Juniper targets key new switch directly at Cisco Nexus 6000

Juniper Networks is expected to soon announce a new QFabric switch for top-of-rack applications that supports Broadcom's Trident II silicon for dense 10/40G Ethernet capabilities and competes directly with Cisco's Nexus 6000.

Juniper is expected to tout throughput, latency, power consumption and table entry benefits of the QFX5100 over the Nexus 6001, sources say.

Specifically, the QFX5100 switch is said by sources to include 48x1/10G + 6x40G, 96x10G + 8x40G, and 24x40G with two expansion slots for 4x40G module variations. QFX5100 is also said to have latency improvements over previous generation QFX switches, the QFX 3500 and 3600, which average sub-microsecond latencies.
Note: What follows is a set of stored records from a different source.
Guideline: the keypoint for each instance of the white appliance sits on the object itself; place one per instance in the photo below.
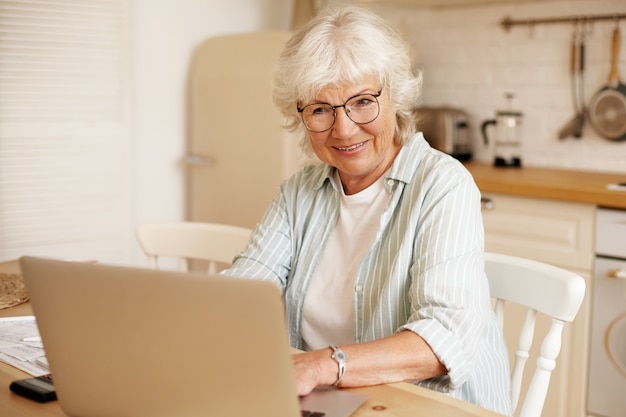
(238, 151)
(607, 365)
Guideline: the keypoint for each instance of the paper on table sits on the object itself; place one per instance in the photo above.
(15, 351)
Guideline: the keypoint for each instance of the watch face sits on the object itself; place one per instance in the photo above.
(339, 355)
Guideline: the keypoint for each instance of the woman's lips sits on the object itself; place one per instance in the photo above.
(351, 148)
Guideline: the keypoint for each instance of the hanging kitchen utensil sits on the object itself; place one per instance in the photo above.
(607, 109)
(577, 66)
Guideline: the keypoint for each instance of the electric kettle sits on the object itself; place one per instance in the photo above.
(507, 141)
[DATA CENTER DIRECTIONS:Juniper switching boss talks technology challenges, Cisco Nexus 6000]

Support for Broadcom's new Trident II silicon, which many in the industry including Cisco's Insieme spin-in and Arista Networks are building new switches on, means QFX5100 will be optimized for 10/40G and have inherent support for the VXLAN specification for VLAN scaling. Co-authored by Broadcom, VXLAN is intended to scale VLANs from 4,094 to 16 million to accommodate the exploding number of virtual machines in the virtualized data center.

Broadcom's Trident II chip is designed to support up to 32 40G Ethernet ports and 100+ 10G ports. Ports on the QFX5100 can be configured and channelized to support up to 32x40G or 104x10G, source say.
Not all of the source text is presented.